Cybersecurity researchers are warning about an increase in phishing attacks that are capable of draining cryptocurrency wallets.
"These threats are unique in their approach, targeting a wide range of blockchain networks, from Ethereum and Binance Smart Chain to Polygon, Avalanche, and almost 20 other networks by using a crypto wallet-draining technique," Check Point researchers Oded Vanunu, Dikla Barda, and Roman Zaikin said.
A prominent contributor to this troubling trend is a notorious phishing group called Angel Drainer, which advertises a "scam-as-a-service" offering by charging a percentage of the stolen amount, typically 20% or 30%, from its collaborators in return for providing wallet-draining scripts and other services.
In late November 2023, a similar wallet-draining service known as Inferno Drainer announced that it was shutting down its operations for good after helping scammers plunder over $70 million worth of crypto from 103,676 victims since its launch in late 2022.

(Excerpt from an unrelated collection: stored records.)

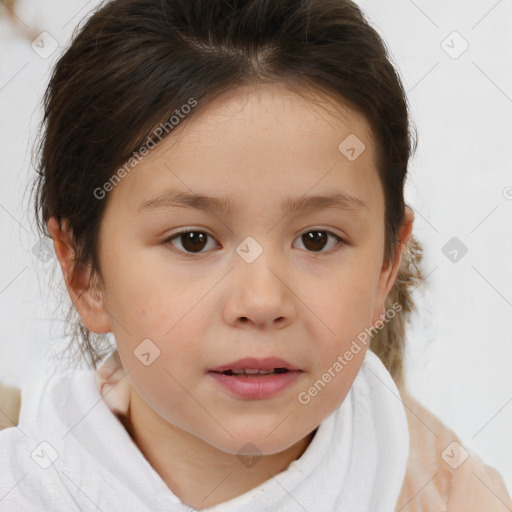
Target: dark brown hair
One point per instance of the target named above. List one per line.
(135, 62)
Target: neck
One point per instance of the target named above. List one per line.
(198, 473)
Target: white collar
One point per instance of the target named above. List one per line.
(356, 461)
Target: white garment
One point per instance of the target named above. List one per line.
(355, 463)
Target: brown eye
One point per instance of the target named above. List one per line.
(191, 241)
(316, 240)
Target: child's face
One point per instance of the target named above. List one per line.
(302, 300)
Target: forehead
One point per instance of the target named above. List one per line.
(262, 140)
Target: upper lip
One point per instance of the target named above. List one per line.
(267, 363)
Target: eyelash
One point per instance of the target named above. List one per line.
(341, 241)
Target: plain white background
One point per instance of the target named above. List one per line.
(454, 58)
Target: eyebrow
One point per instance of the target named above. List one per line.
(177, 199)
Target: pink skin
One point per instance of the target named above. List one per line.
(258, 146)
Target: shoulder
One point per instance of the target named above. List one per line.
(442, 474)
(10, 404)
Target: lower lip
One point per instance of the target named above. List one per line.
(251, 387)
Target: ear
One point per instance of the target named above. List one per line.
(390, 270)
(86, 297)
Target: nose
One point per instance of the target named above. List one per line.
(259, 295)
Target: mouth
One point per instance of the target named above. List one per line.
(254, 372)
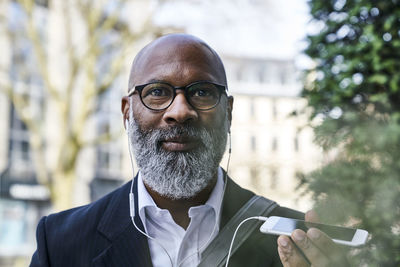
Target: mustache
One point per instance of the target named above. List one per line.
(158, 135)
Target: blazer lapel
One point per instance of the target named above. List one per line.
(128, 247)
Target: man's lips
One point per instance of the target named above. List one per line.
(179, 143)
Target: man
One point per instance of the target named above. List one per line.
(177, 114)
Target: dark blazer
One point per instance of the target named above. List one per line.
(102, 234)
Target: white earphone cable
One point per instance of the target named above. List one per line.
(132, 201)
(223, 193)
(260, 218)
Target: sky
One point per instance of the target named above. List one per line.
(254, 28)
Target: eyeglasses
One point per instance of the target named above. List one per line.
(201, 95)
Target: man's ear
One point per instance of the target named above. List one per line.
(125, 109)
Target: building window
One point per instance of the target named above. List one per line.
(274, 110)
(273, 178)
(109, 155)
(274, 144)
(254, 175)
(296, 143)
(252, 108)
(253, 143)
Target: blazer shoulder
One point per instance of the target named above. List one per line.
(81, 219)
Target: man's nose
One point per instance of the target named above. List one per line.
(180, 110)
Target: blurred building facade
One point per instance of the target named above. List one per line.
(269, 147)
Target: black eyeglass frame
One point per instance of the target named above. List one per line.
(221, 89)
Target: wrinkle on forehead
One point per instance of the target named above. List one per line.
(179, 48)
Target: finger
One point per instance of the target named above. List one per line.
(310, 250)
(312, 216)
(335, 253)
(288, 253)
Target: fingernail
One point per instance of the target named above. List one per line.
(283, 242)
(314, 234)
(298, 235)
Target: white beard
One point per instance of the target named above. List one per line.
(177, 175)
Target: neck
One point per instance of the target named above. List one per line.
(179, 208)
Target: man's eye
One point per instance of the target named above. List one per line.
(202, 92)
(156, 91)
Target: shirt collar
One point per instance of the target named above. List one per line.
(214, 201)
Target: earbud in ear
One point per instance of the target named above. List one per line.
(126, 125)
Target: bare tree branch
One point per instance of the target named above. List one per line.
(28, 6)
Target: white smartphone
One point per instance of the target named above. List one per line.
(341, 235)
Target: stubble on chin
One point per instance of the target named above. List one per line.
(176, 174)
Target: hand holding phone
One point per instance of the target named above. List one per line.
(341, 235)
(306, 246)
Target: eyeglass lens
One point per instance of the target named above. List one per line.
(200, 95)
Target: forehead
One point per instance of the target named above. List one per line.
(177, 62)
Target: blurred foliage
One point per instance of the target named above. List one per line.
(355, 88)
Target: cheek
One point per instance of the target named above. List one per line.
(214, 118)
(145, 117)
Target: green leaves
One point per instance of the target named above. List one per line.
(357, 71)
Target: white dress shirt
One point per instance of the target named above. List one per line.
(184, 247)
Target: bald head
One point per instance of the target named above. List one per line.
(179, 50)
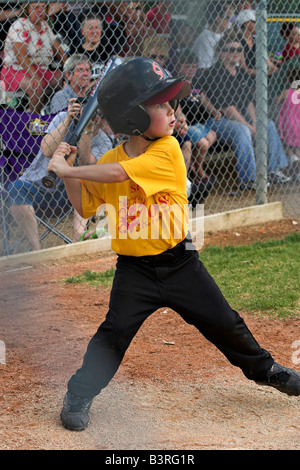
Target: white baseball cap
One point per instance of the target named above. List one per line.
(246, 15)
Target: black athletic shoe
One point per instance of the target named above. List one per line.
(284, 379)
(75, 412)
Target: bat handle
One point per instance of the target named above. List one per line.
(49, 181)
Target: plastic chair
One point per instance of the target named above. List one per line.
(21, 134)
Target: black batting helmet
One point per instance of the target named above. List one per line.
(125, 91)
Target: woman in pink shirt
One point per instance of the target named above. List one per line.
(29, 52)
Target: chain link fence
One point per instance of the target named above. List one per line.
(239, 130)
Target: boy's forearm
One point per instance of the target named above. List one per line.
(73, 189)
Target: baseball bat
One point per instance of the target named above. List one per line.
(89, 111)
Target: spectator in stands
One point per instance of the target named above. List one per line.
(66, 25)
(227, 86)
(156, 48)
(29, 53)
(159, 17)
(217, 24)
(247, 22)
(289, 121)
(197, 109)
(291, 34)
(77, 73)
(28, 191)
(134, 20)
(8, 16)
(101, 41)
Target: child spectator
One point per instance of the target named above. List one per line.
(289, 121)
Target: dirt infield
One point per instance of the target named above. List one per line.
(174, 390)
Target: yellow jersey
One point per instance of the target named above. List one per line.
(148, 213)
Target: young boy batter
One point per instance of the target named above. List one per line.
(143, 184)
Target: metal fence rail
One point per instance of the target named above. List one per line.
(239, 130)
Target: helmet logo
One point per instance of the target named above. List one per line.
(158, 70)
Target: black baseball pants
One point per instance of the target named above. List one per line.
(180, 282)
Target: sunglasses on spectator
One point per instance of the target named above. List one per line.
(157, 56)
(232, 50)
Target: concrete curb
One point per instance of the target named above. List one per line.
(211, 223)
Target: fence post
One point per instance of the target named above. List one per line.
(261, 102)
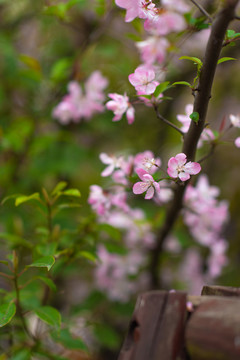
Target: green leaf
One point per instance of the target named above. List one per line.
(71, 192)
(191, 58)
(30, 62)
(194, 116)
(49, 315)
(107, 336)
(88, 255)
(70, 342)
(161, 88)
(182, 83)
(225, 59)
(46, 261)
(48, 282)
(23, 198)
(13, 196)
(23, 354)
(7, 311)
(59, 187)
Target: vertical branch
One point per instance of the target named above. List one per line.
(203, 95)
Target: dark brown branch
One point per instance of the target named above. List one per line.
(203, 95)
(202, 10)
(167, 121)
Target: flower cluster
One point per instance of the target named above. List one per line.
(206, 216)
(77, 105)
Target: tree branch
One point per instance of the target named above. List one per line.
(214, 46)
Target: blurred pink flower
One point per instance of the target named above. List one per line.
(146, 161)
(147, 184)
(77, 105)
(143, 80)
(237, 142)
(179, 167)
(119, 105)
(112, 162)
(235, 120)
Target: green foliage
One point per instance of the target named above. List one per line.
(49, 315)
(7, 312)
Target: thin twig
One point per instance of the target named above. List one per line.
(167, 121)
(191, 138)
(202, 10)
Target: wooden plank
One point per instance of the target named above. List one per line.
(156, 328)
(213, 330)
(220, 290)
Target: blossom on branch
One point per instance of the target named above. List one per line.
(179, 167)
(143, 79)
(112, 162)
(120, 105)
(147, 184)
(237, 142)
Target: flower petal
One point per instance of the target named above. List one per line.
(149, 193)
(140, 187)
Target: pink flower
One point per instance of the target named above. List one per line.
(147, 184)
(235, 120)
(146, 161)
(77, 105)
(237, 142)
(179, 167)
(112, 163)
(119, 105)
(143, 80)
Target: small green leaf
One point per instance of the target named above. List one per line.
(23, 354)
(88, 255)
(70, 342)
(225, 59)
(191, 58)
(46, 261)
(30, 62)
(23, 198)
(48, 282)
(59, 187)
(49, 315)
(194, 116)
(71, 192)
(7, 311)
(182, 83)
(161, 88)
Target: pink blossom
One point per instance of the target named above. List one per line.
(235, 120)
(237, 142)
(99, 200)
(143, 80)
(137, 8)
(112, 163)
(153, 49)
(165, 22)
(78, 104)
(179, 167)
(119, 105)
(147, 184)
(146, 161)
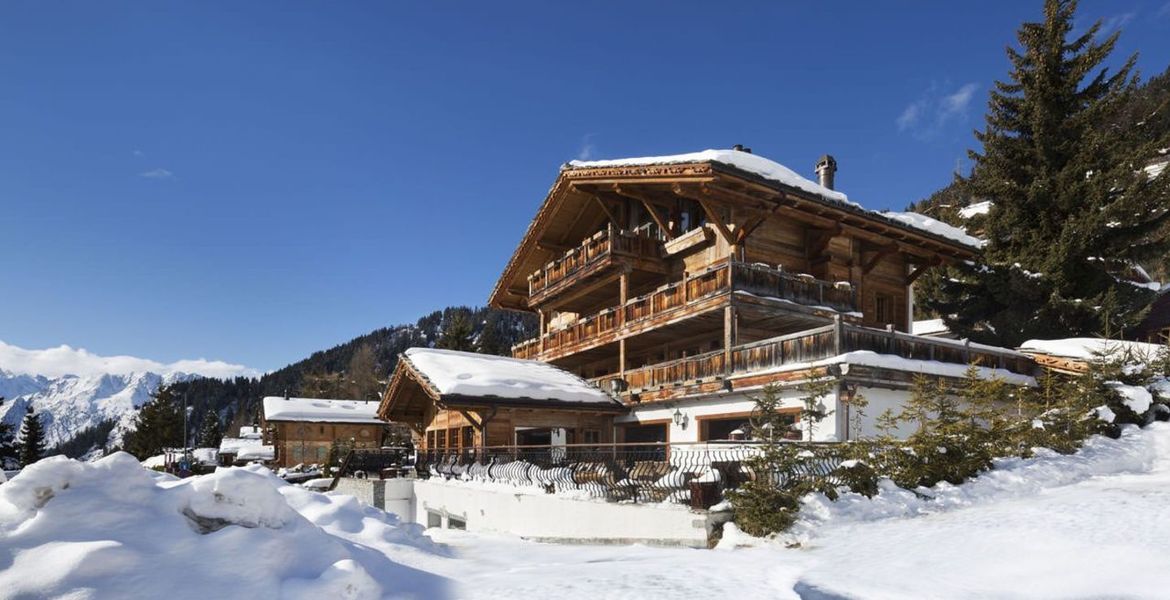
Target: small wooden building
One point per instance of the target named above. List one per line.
(302, 429)
(455, 400)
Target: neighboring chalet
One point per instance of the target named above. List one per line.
(460, 400)
(302, 429)
(683, 284)
(248, 447)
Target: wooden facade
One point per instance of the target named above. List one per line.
(309, 442)
(652, 277)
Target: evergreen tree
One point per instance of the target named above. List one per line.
(210, 432)
(1072, 205)
(362, 376)
(9, 455)
(32, 439)
(458, 332)
(158, 425)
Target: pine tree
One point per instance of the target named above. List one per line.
(458, 332)
(32, 439)
(210, 432)
(362, 376)
(158, 425)
(1072, 205)
(9, 455)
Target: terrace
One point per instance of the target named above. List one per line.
(807, 346)
(694, 294)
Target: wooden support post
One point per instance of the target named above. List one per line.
(838, 335)
(541, 332)
(729, 337)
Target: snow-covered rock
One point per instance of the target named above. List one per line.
(111, 529)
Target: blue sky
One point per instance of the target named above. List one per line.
(253, 181)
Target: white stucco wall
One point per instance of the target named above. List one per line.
(556, 518)
(731, 402)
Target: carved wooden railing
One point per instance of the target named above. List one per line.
(601, 245)
(675, 297)
(811, 345)
(803, 289)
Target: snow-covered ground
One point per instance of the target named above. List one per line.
(1089, 525)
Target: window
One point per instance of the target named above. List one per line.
(883, 309)
(738, 427)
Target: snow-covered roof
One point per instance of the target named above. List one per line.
(279, 408)
(1087, 349)
(250, 433)
(926, 223)
(747, 161)
(772, 171)
(928, 328)
(486, 376)
(977, 208)
(234, 445)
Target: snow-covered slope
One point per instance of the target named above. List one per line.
(69, 404)
(71, 388)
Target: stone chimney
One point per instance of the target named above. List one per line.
(826, 167)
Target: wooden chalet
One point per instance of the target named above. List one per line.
(460, 400)
(682, 284)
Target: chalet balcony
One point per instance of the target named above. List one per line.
(596, 257)
(809, 346)
(678, 300)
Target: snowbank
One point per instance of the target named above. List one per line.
(111, 529)
(1135, 452)
(468, 373)
(747, 161)
(921, 221)
(1088, 349)
(312, 409)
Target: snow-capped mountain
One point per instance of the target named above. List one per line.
(73, 390)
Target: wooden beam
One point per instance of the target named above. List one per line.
(649, 207)
(821, 239)
(881, 253)
(475, 422)
(922, 269)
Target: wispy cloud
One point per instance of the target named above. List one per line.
(157, 173)
(587, 149)
(936, 108)
(66, 360)
(1112, 23)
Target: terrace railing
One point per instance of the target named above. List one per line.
(605, 243)
(695, 474)
(816, 344)
(674, 298)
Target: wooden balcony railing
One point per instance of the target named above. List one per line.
(812, 345)
(605, 243)
(675, 297)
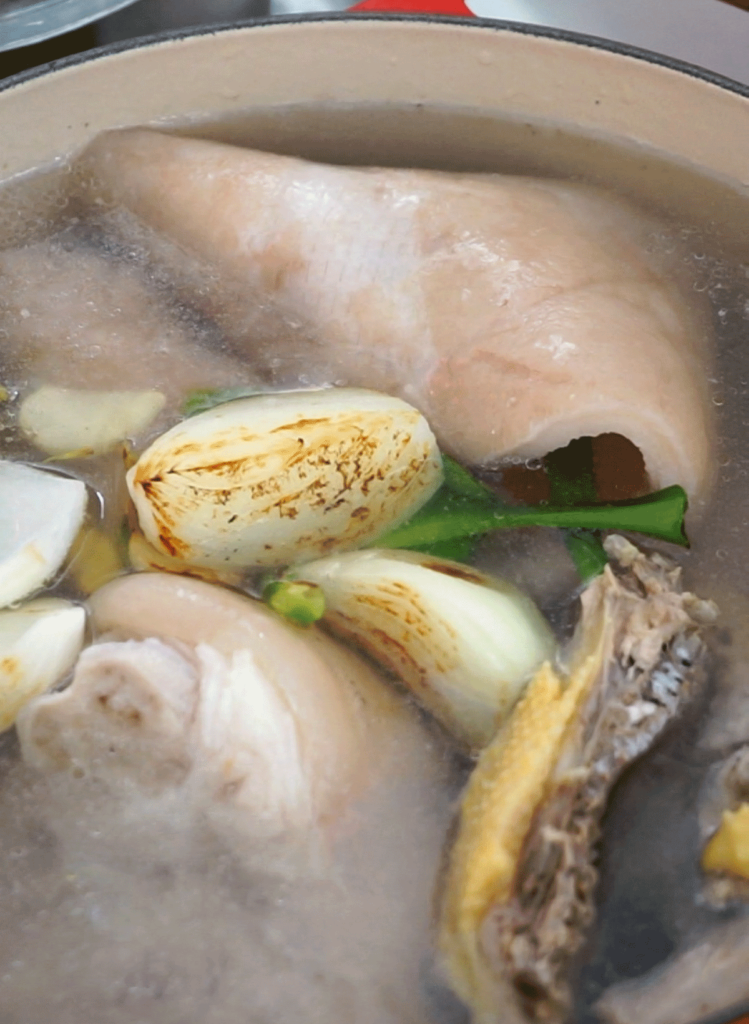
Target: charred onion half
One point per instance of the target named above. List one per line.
(518, 889)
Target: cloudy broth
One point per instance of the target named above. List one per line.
(229, 939)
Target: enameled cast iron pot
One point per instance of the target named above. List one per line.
(471, 68)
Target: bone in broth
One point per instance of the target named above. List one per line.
(220, 815)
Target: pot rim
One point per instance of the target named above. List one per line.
(479, 24)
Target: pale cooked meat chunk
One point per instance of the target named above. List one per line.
(516, 313)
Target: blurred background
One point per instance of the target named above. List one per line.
(713, 34)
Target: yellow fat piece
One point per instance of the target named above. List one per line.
(511, 779)
(729, 848)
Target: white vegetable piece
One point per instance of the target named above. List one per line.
(39, 643)
(40, 515)
(284, 477)
(464, 644)
(61, 420)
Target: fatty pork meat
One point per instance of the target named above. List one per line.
(269, 730)
(516, 313)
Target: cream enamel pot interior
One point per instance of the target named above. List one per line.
(480, 68)
(493, 67)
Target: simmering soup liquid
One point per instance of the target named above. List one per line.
(118, 912)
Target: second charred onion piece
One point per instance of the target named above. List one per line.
(518, 888)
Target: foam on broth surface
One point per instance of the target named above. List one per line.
(226, 941)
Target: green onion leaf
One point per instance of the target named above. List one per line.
(205, 398)
(301, 603)
(448, 516)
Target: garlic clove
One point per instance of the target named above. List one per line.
(96, 560)
(39, 643)
(284, 477)
(729, 847)
(61, 420)
(463, 643)
(40, 515)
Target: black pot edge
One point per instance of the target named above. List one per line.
(480, 24)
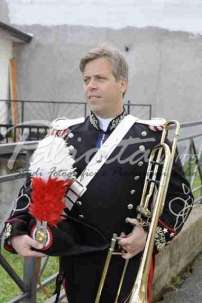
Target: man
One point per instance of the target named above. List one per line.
(109, 204)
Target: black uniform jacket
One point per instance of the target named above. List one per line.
(112, 195)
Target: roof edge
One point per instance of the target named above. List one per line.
(16, 32)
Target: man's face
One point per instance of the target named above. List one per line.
(103, 92)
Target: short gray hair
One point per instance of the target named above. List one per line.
(119, 64)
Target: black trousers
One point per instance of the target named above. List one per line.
(83, 273)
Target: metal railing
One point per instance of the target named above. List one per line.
(190, 151)
(40, 113)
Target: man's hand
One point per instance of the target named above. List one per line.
(133, 243)
(24, 244)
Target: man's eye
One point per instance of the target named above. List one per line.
(86, 80)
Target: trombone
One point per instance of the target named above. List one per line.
(155, 190)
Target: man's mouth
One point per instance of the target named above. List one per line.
(94, 97)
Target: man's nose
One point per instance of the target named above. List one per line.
(92, 84)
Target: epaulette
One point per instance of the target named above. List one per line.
(60, 126)
(155, 124)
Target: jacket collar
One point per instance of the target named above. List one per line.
(113, 123)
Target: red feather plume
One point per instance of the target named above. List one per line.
(48, 199)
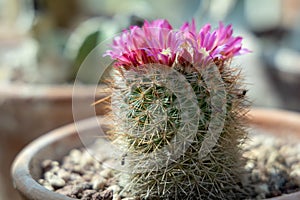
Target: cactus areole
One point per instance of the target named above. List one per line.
(179, 108)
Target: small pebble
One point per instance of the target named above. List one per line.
(55, 181)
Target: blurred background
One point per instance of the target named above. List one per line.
(44, 42)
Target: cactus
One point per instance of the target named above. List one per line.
(179, 108)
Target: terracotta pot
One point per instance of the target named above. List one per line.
(26, 169)
(284, 76)
(28, 111)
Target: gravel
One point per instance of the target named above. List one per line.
(273, 169)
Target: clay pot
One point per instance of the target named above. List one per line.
(27, 112)
(26, 169)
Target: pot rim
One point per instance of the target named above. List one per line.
(20, 171)
(47, 91)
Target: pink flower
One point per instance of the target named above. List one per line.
(208, 46)
(157, 42)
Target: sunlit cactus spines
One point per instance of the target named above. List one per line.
(179, 111)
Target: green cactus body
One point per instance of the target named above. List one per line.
(179, 110)
(149, 116)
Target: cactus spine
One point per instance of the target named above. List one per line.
(153, 116)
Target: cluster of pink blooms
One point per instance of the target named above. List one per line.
(158, 42)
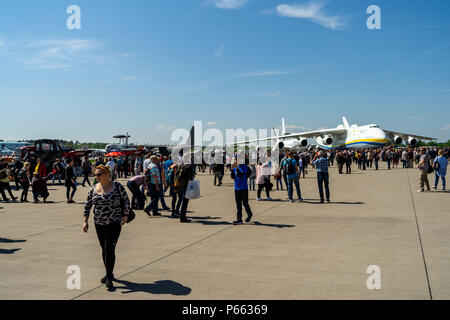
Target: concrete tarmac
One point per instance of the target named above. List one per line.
(295, 250)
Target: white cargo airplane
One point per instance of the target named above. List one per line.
(343, 136)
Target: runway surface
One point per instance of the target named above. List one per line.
(290, 250)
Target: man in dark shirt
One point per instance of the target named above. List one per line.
(70, 181)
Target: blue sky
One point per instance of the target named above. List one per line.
(147, 66)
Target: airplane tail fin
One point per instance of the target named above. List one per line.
(345, 122)
(191, 138)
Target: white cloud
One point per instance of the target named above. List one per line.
(59, 54)
(313, 12)
(435, 49)
(229, 4)
(219, 52)
(291, 126)
(161, 127)
(264, 73)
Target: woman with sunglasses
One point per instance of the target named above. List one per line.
(111, 209)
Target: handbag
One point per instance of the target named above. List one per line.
(131, 214)
(193, 189)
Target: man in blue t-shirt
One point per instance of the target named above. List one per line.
(240, 175)
(291, 169)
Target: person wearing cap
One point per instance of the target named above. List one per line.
(153, 181)
(424, 165)
(321, 164)
(440, 164)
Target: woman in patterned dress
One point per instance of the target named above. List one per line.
(111, 209)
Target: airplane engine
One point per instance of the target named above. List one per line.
(412, 141)
(303, 142)
(328, 140)
(398, 140)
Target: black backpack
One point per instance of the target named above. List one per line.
(289, 167)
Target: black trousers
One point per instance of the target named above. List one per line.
(24, 195)
(260, 188)
(5, 186)
(137, 195)
(86, 178)
(241, 197)
(108, 236)
(74, 189)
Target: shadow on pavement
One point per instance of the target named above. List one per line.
(158, 287)
(8, 251)
(3, 240)
(256, 223)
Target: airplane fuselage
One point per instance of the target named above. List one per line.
(357, 137)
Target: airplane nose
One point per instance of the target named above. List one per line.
(381, 134)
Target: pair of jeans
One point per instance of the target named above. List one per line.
(24, 195)
(108, 235)
(436, 181)
(86, 178)
(154, 195)
(137, 196)
(74, 189)
(251, 183)
(5, 186)
(291, 182)
(56, 176)
(423, 180)
(323, 179)
(182, 202)
(241, 197)
(260, 188)
(161, 196)
(218, 176)
(280, 182)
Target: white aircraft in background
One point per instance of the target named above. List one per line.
(343, 136)
(8, 148)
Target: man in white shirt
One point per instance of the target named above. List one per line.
(146, 163)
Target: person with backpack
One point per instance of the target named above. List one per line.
(153, 180)
(240, 175)
(321, 164)
(138, 198)
(86, 166)
(440, 164)
(4, 182)
(184, 174)
(263, 180)
(111, 211)
(25, 177)
(170, 181)
(39, 187)
(70, 181)
(424, 166)
(291, 168)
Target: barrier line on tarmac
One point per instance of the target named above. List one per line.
(175, 252)
(189, 245)
(420, 237)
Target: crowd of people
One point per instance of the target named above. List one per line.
(154, 176)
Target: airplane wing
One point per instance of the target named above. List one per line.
(308, 134)
(405, 136)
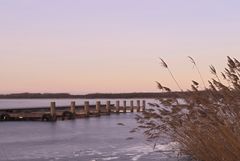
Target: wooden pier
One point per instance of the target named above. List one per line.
(73, 111)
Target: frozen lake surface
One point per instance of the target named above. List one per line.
(97, 138)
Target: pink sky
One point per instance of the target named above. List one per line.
(112, 46)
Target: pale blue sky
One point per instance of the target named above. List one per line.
(112, 46)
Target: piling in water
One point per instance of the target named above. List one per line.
(124, 106)
(138, 105)
(73, 107)
(143, 105)
(131, 106)
(108, 108)
(117, 107)
(86, 108)
(98, 104)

Web3 anti-scam solution provider Scam Sniffer, in May 2023, described the vendor as specializing in multi-chain scams and charging 20% of the stolen assets.
"It has been a long ride with all of you and we'd like to thank you from heart [sic]," the actor said in a message posted on its Telegram channel.
"A big thanks to everyone who has worked with us such as Drakan and every other customer, we hope you can remember us as the best drainer that has ever existed and that we succeeded in helping you in the quest of making money."
At the crux of these services is a crypto-draining kit that's crafted to facilitate cyber theft by illegally transferring cryptocurrency from victims' wallets without their consent.
This is typically accomplished via airdrop or phishing scams, tricking targets into connecting their wallets on counterfeit websites that are propagated via malvertising schemes or unsolicited emails and messages on social media.
Earlier this month, Scam Sniffer detailed a phishing scam in which bogus ads for cryptocurrency platforms on Google and X (formerly Twitter) redirected users to sketchy sites that drained funds from users' digital wallets.
"The user is induced to interact with a malicious smart contract under the guise of claiming the airdrop, which stealthily increases the attacker's allowance through functions like approve or permit," Check Point noted.
"Unknowingly, the user grants the attacker access to their funds, enabling token theft without further user interaction. Attackers then use methods like mixers or multiple transfers to obscure their tracks and liquidate the stolen assets."
To mitigate the risks posed by such scams, users are recommended to employ hardware wallets for enhanced security, verify the legitimacy of smart contracts, and periodically review wallet allowances for signs of any suspicious activity.